Injuries make Wild sweat to hold their playoff spot
Kirill Kaprizov and Joel Eriksson Ek returned to the Minnesota Wild lineup Wednesday night — just in time for a fight to hold onto the team's playoff spot in the regular season's final week.
Why it matters: The Wild have endured more injuries to high-impact players than almost any other NHL franchise this season, sinking a team that once vied for the Western Conference lead into a wild card spot.
The return of the franchise's most prolific scorer ever (Kaprizov) and its veteran center (Eriksson Ek) are exactly the medicine this team needs.
State of play: Eriksson Ek had four goals and Kaprizov scored the overtime winner in the Wild's messy 8-7 victory over San Jose on Wednesday night.
What's next: The Wild hit the road Friday to face the team trying to knock them out of the postseason picture: the Calgary Flames.
The Flames lost Wednesday and now sit five points behind Minnesota.
Catch up quick: The first injury omen came in November, when a teammate's errant shot hurt winger Mats Zuccarello. He missed the next month — and for the team, a grim revolving door of injuries started spinning.
Since Thanksgiving, the Wild have been without some combination of Kaprizov, Eriksson Ek, captain Jared Spurgeon, the smooth-skating Jonas Brodin and sturdy defender Jake Middleton.
During that stretch, all of those players missed at least nine games; Eriksson Ek missed more than 30 and Kaprizov missed 40.
What they're saying:"You get frustrated. You want to be out there. You want to help the team," Eriksson Ek told reporters of his recovery Wednesday night, saying he leaned on Kaprizov for emotional support as the players healed.
"I'm just happy now to come back with the team and start playing again," Kaprizov said.
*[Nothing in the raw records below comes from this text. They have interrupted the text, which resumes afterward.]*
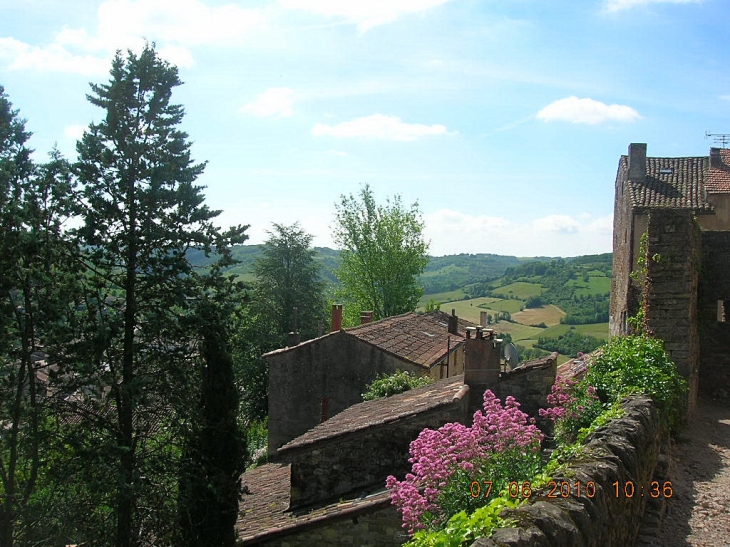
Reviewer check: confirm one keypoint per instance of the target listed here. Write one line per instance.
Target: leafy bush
(639, 364)
(386, 385)
(574, 406)
(463, 529)
(502, 445)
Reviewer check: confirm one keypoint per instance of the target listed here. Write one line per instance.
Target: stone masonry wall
(670, 293)
(362, 460)
(714, 333)
(530, 383)
(625, 450)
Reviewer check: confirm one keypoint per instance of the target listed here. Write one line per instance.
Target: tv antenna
(722, 139)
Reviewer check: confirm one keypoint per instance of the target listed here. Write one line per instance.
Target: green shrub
(386, 385)
(638, 364)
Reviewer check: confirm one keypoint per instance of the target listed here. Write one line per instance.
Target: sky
(503, 119)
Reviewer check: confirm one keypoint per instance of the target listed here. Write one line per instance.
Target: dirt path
(698, 514)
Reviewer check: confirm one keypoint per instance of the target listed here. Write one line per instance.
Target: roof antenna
(722, 139)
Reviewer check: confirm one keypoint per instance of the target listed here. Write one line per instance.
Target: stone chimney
(637, 161)
(481, 366)
(336, 317)
(453, 323)
(715, 159)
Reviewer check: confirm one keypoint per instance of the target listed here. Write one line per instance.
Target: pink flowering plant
(502, 445)
(574, 405)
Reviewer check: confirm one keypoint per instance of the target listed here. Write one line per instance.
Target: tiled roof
(718, 179)
(421, 338)
(673, 183)
(263, 510)
(383, 410)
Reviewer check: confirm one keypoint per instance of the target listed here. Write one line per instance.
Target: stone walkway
(698, 513)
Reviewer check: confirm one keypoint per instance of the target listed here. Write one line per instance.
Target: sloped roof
(672, 183)
(384, 410)
(718, 179)
(420, 338)
(423, 339)
(264, 514)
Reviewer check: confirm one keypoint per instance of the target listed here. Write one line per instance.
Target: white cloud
(74, 132)
(53, 58)
(365, 14)
(618, 5)
(575, 110)
(276, 101)
(379, 126)
(452, 232)
(125, 24)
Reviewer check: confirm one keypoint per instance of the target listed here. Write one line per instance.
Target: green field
(519, 289)
(449, 296)
(599, 330)
(550, 315)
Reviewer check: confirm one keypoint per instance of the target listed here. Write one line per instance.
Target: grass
(520, 289)
(599, 330)
(550, 315)
(449, 296)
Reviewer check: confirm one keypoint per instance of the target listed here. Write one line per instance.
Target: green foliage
(639, 364)
(383, 252)
(462, 529)
(214, 453)
(386, 385)
(571, 343)
(288, 277)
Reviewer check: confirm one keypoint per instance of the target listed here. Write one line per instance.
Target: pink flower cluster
(565, 401)
(436, 455)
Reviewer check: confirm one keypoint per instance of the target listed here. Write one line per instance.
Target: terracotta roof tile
(718, 179)
(263, 511)
(673, 183)
(420, 338)
(384, 410)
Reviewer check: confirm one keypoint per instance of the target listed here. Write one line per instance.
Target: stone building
(681, 208)
(312, 381)
(327, 486)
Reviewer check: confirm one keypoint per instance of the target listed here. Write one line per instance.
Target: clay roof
(263, 511)
(420, 338)
(673, 183)
(718, 179)
(384, 410)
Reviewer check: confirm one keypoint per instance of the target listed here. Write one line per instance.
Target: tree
(215, 453)
(288, 278)
(142, 212)
(383, 252)
(34, 203)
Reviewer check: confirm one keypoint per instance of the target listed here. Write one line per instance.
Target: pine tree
(142, 212)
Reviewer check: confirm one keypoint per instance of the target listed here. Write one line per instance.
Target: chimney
(637, 161)
(715, 159)
(453, 323)
(336, 317)
(481, 366)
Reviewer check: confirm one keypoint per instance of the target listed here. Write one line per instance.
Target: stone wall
(529, 383)
(319, 379)
(670, 292)
(361, 460)
(714, 296)
(624, 451)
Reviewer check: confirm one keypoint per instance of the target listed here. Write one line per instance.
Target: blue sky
(504, 119)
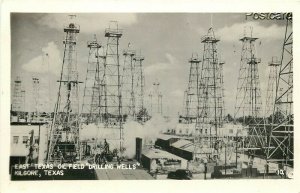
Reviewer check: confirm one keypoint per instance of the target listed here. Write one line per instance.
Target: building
(21, 134)
(157, 160)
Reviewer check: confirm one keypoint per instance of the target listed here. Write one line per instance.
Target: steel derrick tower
(210, 108)
(93, 83)
(281, 138)
(64, 133)
(128, 84)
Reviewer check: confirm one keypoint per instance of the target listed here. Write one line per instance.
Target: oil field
(151, 96)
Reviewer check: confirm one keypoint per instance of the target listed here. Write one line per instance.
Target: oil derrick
(281, 139)
(64, 133)
(18, 101)
(92, 90)
(248, 106)
(210, 87)
(112, 103)
(273, 75)
(210, 106)
(36, 98)
(248, 99)
(128, 84)
(191, 102)
(140, 84)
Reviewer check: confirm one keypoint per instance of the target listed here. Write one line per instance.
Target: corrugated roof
(157, 153)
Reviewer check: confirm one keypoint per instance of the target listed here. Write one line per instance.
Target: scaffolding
(156, 104)
(36, 98)
(281, 138)
(64, 133)
(91, 110)
(210, 101)
(273, 76)
(112, 103)
(248, 104)
(140, 85)
(128, 84)
(18, 101)
(191, 102)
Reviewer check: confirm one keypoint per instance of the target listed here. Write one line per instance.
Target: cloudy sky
(167, 40)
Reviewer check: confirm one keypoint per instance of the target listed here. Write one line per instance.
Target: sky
(166, 40)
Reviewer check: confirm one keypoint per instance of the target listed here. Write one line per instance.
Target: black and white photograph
(151, 96)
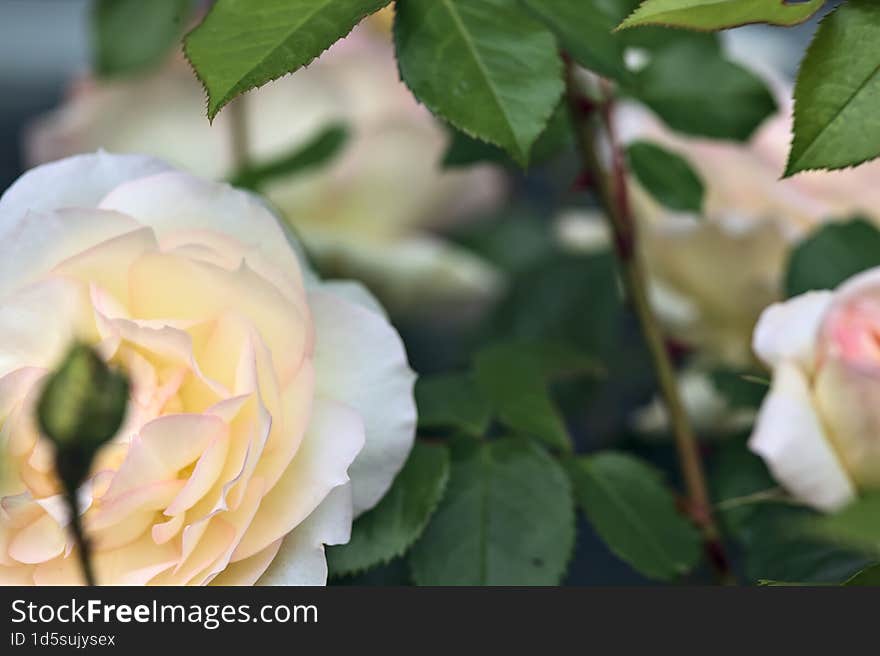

Stunning stat: Only three other teams have paid more salary to injured players than the Wild this season, according to data from NHL Injury Viz.
The intrigue: In a way, the data downplays the depth of the Wild's injury problems.
The Wild entered the season without major health concerns, but climbed this list as injuries piled up.
By contrast, San Jose, St. Louis and Colorado 's totals are all arguably inflated by players with severe injuries who were expected to play little, if at all, this season.
Reality check: Injuries haven't kept the Dallas Stars from competing for a division title.
Their injury totals measured by player pay ranked No. 6, just behind the Wild.
What we're watching: Whether Kaprizov is returning to the lineup in top form.